International lenders, worried about a deteriorating repayment culture and rising bad loans for banks, have urged Athens to improve insolvency laws to help clear delinquent household debt, including lifting a ban on home foreclosures.
But the move to lift the freeze on forced auctions - due to expire on Dec. 31 - has provoked stiff opposition among lawmakers, including some in Samaras's two-party coalition government who have warned the issue is a red line.
“The primary residence of weak citizens and those who can prove they cannot service their debts because of the crisis will be fully protected - this is not negotiable,” Samaras said in a statement after a meeting with his deputy, Evangelos Venizelos, who is head of the Socialist PASOK party in the coalition.
He said the government was looking into a set of measures which would protect vulnerable borrowers and ensure the availability of home credit.

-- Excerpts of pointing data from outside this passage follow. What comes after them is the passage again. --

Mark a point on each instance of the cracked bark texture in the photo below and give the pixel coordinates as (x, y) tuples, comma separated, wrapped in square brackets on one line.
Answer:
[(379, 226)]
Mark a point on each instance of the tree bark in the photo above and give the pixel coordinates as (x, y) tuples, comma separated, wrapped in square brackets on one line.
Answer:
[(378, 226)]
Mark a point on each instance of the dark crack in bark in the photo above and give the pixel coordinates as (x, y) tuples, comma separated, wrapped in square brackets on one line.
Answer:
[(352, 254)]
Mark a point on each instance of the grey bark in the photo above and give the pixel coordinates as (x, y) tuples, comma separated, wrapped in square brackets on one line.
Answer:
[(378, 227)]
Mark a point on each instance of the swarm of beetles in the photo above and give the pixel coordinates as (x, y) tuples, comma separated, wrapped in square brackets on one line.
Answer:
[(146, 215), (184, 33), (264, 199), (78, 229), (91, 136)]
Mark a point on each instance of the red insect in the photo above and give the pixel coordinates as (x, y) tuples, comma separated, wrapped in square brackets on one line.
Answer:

But those able to pay would not be allowed to abuse the foreclosure protection, he said.
Greece's depressed economy, pay cuts, higher taxes and an unemployment rate of nearly 28 percent have taken a toll on household budgets, making it hard for many homeowners to keep up with their loan payments.

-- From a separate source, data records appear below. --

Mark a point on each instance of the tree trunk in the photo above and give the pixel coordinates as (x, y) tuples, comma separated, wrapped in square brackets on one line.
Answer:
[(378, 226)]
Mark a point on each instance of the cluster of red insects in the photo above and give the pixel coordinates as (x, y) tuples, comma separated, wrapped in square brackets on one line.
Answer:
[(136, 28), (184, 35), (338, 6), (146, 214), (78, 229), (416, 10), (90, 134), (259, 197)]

Based on central bank data in May, 21.4 percent of home loans were delinquent in December 2012, up from 14.9 percent a year earlier, continuing to pound bank balance sheets. Finance Minister Yannis Stournaras said banks could collapse unless restrictions on foreclosures were lifted.
Greece's parliament passed a so-called facilitation plan to resolve distressed household debt earlier this year, encouraging out-of-court settlements and introducing minimum debt payments for those who qualify.
International creditors have said weaknesses in personal insolvency laws and a blanket moratorium on auctions of repossessed assets risk undermining borrowers' repayment behavior.
Greece's main anti-bailout opposition party was quick to criticize any talk of lifting the ban on property foreclosures.
“The government is blindly fixated on implementing a criminal policy that pushes more and more citizens into unemployment and desperation,” the leftist SYRIZA party said.
Property foreclosures have triggered protests in Spain and other indebted, crisis-hit European countries.